Jimmy Changa's picture

They have: 220 posts

Joined: Mar 2003

*makes mental note*

thanks Smiling

He has: 688 posts

Joined: Feb 2001

Will "the internet" always try the name servers in order, trying name server number one first? Somebody else just told me it won't work. They said:

Quote: the list of name servers are not chosen in any order, pure random. So put your thinking cap on that one.

In other words, they warned me not to do this unless it was a mirror website (not just a "out of order" page). Any additional input? Any website's that explain how this works in detail?

Thanks.

Jimmy Changa's picture

They have: 220 posts

Joined: Mar 2003

I've found out the same thing. When a query is made for an IP address associated with a certain site, the DNS server will give all the IP adresses and it will be up to the client (surfer's computer) to decide which to use. Might as well be random.
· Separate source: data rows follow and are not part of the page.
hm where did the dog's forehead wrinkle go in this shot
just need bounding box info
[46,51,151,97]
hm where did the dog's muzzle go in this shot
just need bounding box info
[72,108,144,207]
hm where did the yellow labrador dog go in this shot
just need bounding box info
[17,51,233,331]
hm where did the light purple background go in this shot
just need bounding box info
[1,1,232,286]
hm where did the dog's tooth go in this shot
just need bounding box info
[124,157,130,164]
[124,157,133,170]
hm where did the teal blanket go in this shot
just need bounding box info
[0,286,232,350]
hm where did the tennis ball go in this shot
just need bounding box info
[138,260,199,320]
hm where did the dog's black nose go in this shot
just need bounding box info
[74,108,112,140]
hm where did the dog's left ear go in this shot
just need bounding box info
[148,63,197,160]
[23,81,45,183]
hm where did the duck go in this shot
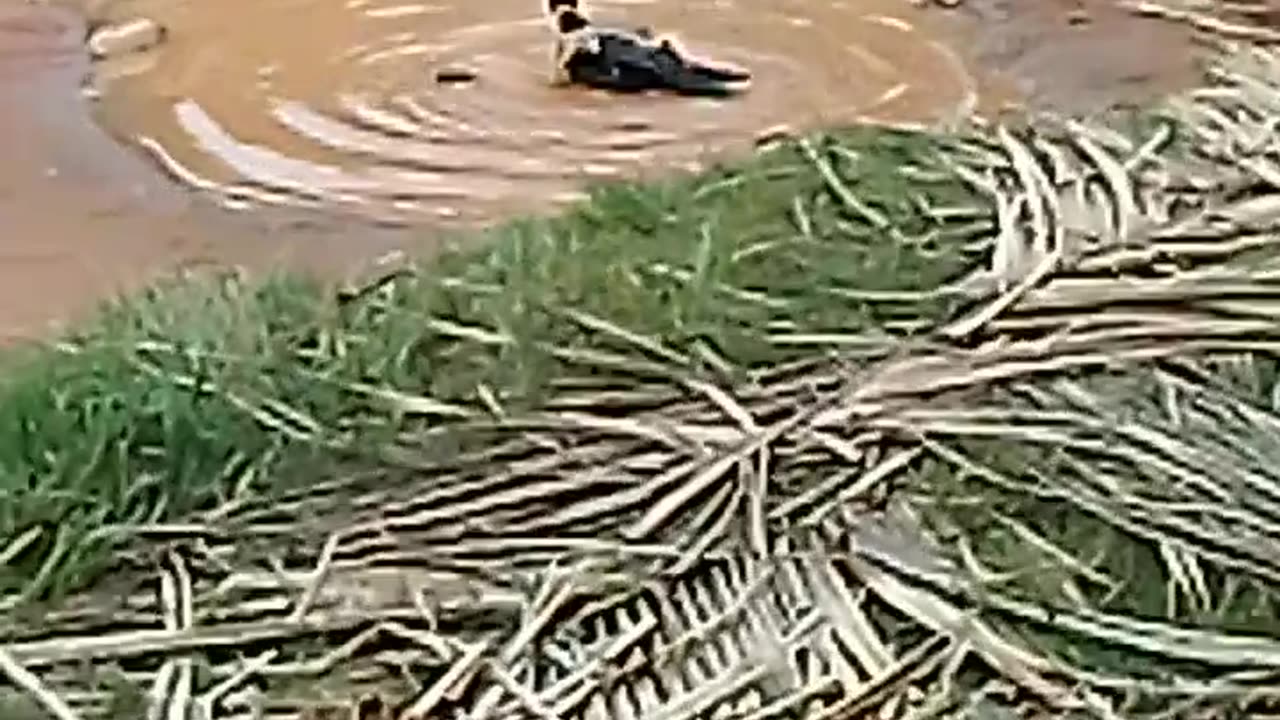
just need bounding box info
[545,0,751,97]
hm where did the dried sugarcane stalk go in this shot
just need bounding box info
[13,28,1280,720]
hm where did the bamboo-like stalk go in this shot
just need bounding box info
[11,13,1280,720]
Obviously if one server is down, another will be used, but there is no standard device to test the content of the page served.

Apparently there are scripts that can be implemented to acheive what you are trying to do, but they are pretty involved and not for the casual webmaster. In other words...I don't have a clue. Smiling

They have: 11 posts

Joined: May 2003

The idea of having multiple name servers to solve this problem is completely incorrect.

The poster made the assumption that, giving this nameserver setup:

ns1.serverONE.com
ns2.serverONE.com
ns1.serverTWO.com
ns2.serverTWO.com

serverONE is actually hsoted on the same machine that the website is on.

So lets look at this a bit more:

mydomain.com 10.10.0.1
ns.mydomain.com 10.10.0.1
ns2.mydomain.com 10.10.0.1

Yes, thats right, in this example we are self hosting our dns on the same server as the website, a bad idea, but a lot of people do it.

IF the server is down, dns is down.

However, if we had:
mydomain.com 10.10.0.1
ns.mydomain.com 10.10.0.2
ns2.mydomain.com 10.10.0.3

where as the nameservers are on different machines than the website, and more importantly, the mail server, then if the website goes down (say the webserver died) mail would still go through.

But what you really want, is a warm standby server.

So, you need round robin dns going, which basically means setting up two addresses for one domain in the dns servers.